You might remember this problem from your childhood: when you lose the top to your puzzle box, you are confronted with lots of pieces and no idea what they are supposed to look like when assembled. Genome sequencers faced the same dilemma when beginning large-scale DNA sequencing. They did the same thing that you might: they started at known landmarks and systematically built up the larger picture.

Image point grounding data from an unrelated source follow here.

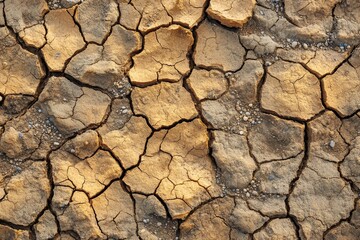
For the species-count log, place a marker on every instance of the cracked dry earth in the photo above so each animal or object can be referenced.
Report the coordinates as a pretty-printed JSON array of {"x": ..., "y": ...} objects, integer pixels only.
[{"x": 179, "y": 119}]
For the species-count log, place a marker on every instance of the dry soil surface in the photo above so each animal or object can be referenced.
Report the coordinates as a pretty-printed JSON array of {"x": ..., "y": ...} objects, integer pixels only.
[{"x": 180, "y": 119}]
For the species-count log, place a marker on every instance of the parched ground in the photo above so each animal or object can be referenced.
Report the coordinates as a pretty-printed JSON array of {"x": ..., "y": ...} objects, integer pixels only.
[{"x": 180, "y": 119}]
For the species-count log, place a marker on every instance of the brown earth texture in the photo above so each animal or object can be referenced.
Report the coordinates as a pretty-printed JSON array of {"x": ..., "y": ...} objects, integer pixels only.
[{"x": 180, "y": 119}]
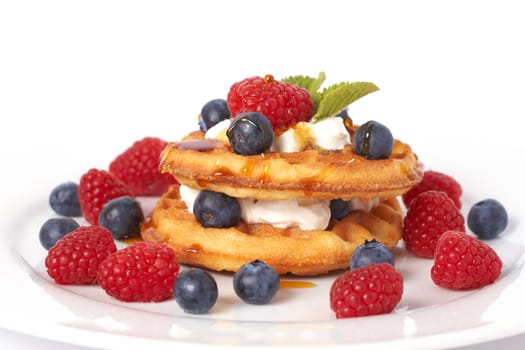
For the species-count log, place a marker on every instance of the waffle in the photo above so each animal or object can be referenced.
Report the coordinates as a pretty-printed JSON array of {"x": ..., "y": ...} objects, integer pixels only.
[
  {"x": 287, "y": 250},
  {"x": 312, "y": 173}
]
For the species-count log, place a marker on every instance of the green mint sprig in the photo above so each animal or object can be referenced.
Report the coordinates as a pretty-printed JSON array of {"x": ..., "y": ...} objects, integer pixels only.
[{"x": 332, "y": 99}]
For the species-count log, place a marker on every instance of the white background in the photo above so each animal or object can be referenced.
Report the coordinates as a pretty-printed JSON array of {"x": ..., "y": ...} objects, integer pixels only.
[{"x": 80, "y": 81}]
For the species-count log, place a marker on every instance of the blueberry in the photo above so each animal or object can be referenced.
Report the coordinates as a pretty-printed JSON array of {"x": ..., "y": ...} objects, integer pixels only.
[
  {"x": 371, "y": 252},
  {"x": 215, "y": 209},
  {"x": 195, "y": 291},
  {"x": 373, "y": 140},
  {"x": 64, "y": 199},
  {"x": 122, "y": 216},
  {"x": 54, "y": 229},
  {"x": 343, "y": 114},
  {"x": 250, "y": 133},
  {"x": 487, "y": 218},
  {"x": 256, "y": 282},
  {"x": 212, "y": 113},
  {"x": 339, "y": 208}
]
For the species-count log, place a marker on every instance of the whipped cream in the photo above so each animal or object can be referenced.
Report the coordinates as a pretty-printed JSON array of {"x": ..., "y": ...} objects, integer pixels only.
[
  {"x": 329, "y": 133},
  {"x": 308, "y": 214}
]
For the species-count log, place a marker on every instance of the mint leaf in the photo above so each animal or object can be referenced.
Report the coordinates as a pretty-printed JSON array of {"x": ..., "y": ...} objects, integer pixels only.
[
  {"x": 311, "y": 84},
  {"x": 338, "y": 96},
  {"x": 308, "y": 83}
]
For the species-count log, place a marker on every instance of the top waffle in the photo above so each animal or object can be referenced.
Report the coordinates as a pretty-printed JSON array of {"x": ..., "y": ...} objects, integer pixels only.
[{"x": 312, "y": 173}]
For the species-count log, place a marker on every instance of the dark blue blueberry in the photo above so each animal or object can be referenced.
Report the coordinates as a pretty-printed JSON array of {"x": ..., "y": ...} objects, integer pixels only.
[
  {"x": 343, "y": 114},
  {"x": 250, "y": 133},
  {"x": 64, "y": 199},
  {"x": 195, "y": 291},
  {"x": 371, "y": 252},
  {"x": 212, "y": 113},
  {"x": 54, "y": 229},
  {"x": 373, "y": 140},
  {"x": 339, "y": 208},
  {"x": 122, "y": 216},
  {"x": 215, "y": 209},
  {"x": 346, "y": 119},
  {"x": 487, "y": 219},
  {"x": 256, "y": 283}
]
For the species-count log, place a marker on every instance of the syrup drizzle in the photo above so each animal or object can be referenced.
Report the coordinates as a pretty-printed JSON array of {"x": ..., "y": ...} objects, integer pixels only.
[{"x": 296, "y": 284}]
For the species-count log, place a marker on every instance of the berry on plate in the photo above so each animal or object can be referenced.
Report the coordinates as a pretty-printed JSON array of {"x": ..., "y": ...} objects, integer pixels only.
[
  {"x": 284, "y": 104},
  {"x": 464, "y": 262},
  {"x": 371, "y": 252},
  {"x": 216, "y": 209},
  {"x": 373, "y": 140},
  {"x": 144, "y": 271},
  {"x": 54, "y": 229},
  {"x": 74, "y": 259},
  {"x": 196, "y": 291},
  {"x": 487, "y": 218},
  {"x": 138, "y": 168},
  {"x": 430, "y": 214},
  {"x": 256, "y": 282},
  {"x": 123, "y": 217},
  {"x": 250, "y": 133},
  {"x": 371, "y": 290},
  {"x": 435, "y": 181},
  {"x": 96, "y": 187},
  {"x": 64, "y": 199}
]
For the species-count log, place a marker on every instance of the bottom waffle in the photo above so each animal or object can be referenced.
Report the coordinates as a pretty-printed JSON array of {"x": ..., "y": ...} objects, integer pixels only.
[{"x": 287, "y": 250}]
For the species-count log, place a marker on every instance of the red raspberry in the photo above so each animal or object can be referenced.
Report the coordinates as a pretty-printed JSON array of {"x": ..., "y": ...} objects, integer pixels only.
[
  {"x": 74, "y": 259},
  {"x": 284, "y": 104},
  {"x": 95, "y": 188},
  {"x": 435, "y": 181},
  {"x": 138, "y": 168},
  {"x": 464, "y": 262},
  {"x": 430, "y": 214},
  {"x": 370, "y": 290},
  {"x": 144, "y": 271}
]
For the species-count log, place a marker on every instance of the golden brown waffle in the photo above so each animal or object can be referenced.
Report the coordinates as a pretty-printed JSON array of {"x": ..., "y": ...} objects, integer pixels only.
[
  {"x": 312, "y": 173},
  {"x": 289, "y": 250}
]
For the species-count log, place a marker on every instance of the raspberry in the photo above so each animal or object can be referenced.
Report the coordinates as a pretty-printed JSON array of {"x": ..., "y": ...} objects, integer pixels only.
[
  {"x": 435, "y": 181},
  {"x": 96, "y": 187},
  {"x": 145, "y": 271},
  {"x": 74, "y": 259},
  {"x": 430, "y": 214},
  {"x": 284, "y": 104},
  {"x": 370, "y": 290},
  {"x": 138, "y": 168},
  {"x": 464, "y": 262}
]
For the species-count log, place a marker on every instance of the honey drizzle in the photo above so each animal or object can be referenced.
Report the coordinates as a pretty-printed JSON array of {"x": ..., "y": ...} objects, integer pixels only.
[{"x": 296, "y": 284}]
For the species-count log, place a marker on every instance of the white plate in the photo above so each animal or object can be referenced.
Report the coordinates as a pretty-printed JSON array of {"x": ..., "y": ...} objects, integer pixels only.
[{"x": 427, "y": 316}]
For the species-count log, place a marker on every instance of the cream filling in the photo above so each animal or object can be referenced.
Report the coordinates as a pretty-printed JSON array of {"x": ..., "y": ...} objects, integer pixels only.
[
  {"x": 308, "y": 214},
  {"x": 329, "y": 133}
]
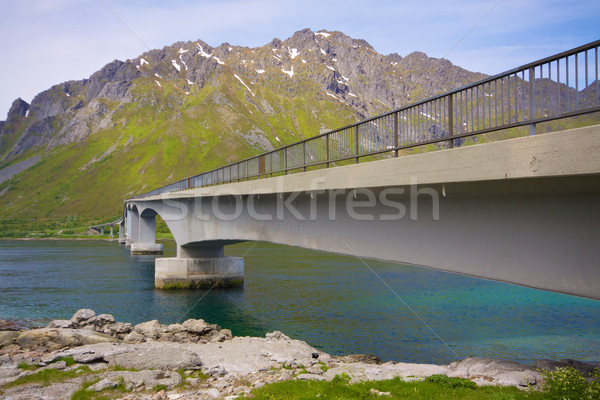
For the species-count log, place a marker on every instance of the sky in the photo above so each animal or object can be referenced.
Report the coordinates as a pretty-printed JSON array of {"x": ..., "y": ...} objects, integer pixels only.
[{"x": 46, "y": 42}]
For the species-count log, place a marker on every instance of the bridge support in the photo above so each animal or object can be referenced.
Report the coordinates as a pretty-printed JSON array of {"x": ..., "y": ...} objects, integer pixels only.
[
  {"x": 199, "y": 267},
  {"x": 143, "y": 233},
  {"x": 122, "y": 234}
]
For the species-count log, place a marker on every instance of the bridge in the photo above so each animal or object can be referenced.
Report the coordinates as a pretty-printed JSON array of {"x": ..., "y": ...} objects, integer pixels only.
[{"x": 469, "y": 182}]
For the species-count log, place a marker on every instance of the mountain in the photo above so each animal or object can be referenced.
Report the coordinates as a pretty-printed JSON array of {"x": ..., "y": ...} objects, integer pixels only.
[{"x": 80, "y": 147}]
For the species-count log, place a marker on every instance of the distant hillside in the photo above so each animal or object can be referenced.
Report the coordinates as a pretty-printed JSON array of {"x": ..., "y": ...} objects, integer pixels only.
[{"x": 82, "y": 146}]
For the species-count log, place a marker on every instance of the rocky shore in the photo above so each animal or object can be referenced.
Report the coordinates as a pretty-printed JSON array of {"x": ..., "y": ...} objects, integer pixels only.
[{"x": 197, "y": 360}]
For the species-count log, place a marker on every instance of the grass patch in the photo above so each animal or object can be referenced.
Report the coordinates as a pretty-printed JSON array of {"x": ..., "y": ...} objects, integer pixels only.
[
  {"x": 27, "y": 367},
  {"x": 106, "y": 394},
  {"x": 340, "y": 389},
  {"x": 49, "y": 376}
]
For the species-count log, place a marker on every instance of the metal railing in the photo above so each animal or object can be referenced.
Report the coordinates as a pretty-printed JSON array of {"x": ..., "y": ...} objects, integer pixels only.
[{"x": 560, "y": 86}]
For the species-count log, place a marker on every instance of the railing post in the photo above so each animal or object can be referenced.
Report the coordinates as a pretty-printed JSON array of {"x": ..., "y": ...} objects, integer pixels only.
[
  {"x": 327, "y": 148},
  {"x": 304, "y": 154},
  {"x": 396, "y": 134},
  {"x": 450, "y": 122},
  {"x": 357, "y": 144},
  {"x": 532, "y": 111}
]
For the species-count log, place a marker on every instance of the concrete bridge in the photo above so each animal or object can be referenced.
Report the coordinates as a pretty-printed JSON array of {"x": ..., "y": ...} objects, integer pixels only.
[{"x": 524, "y": 210}]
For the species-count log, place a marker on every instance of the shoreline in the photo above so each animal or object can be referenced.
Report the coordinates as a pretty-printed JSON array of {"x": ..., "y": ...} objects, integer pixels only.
[{"x": 214, "y": 363}]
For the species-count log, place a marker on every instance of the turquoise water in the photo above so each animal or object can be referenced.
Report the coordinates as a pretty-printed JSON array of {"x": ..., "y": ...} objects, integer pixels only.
[{"x": 333, "y": 302}]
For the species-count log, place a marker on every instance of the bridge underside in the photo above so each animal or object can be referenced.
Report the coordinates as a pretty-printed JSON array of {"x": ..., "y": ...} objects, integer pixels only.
[{"x": 538, "y": 229}]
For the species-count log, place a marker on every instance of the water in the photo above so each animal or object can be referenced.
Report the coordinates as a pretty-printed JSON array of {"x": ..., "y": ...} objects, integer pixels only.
[{"x": 333, "y": 302}]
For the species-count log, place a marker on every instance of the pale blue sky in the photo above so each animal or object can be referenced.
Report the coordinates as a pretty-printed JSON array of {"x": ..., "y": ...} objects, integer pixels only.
[{"x": 45, "y": 42}]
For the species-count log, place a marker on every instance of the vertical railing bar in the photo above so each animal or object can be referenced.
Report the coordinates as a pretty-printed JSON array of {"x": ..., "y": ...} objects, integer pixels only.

In order to assemble short stretches of DNA sequence from each read into a larger whole, particularly on a large scale, bioinformaticists developed algorithms that could take input directly from fluorescent sequencing machines. The earliest programs to achieve wide use were called Phred, Phrap and Consed, developed by Phil Green and colleagues. Phred initially went through the sequence reads and assigned a 'base call' to the chromatogram output from the machine. Phrap then assembled the list of bases from multiple reads into the most likely single path through the sequence. Users then viewed and edited the output with Consed, to generate higher-quality sequences as required. These programs were developed for, and used on, the public Human Genome Project.

Gene Myers and colleagues later developed an algorithm that used the end-pair information from sequencing subclones and could assemble larger sequences. They postulated that the whole genome could be cut into pieces, sequenced randomly and reconstructed given sufficient computational power. They demonstrated this approach on the genome of Drosophila melanogaster and famously went on to 'race' the publicly-funded Human Genome Project using, in the end, a combination of their whole-genome assembly methods and data from the public project. However, so-called shotgun whole-genome assemblies are now the method of choice for large genome projects, and the field has moved on to next-generation programs like Arachne, Atlas and PCAP, each using different algorithms.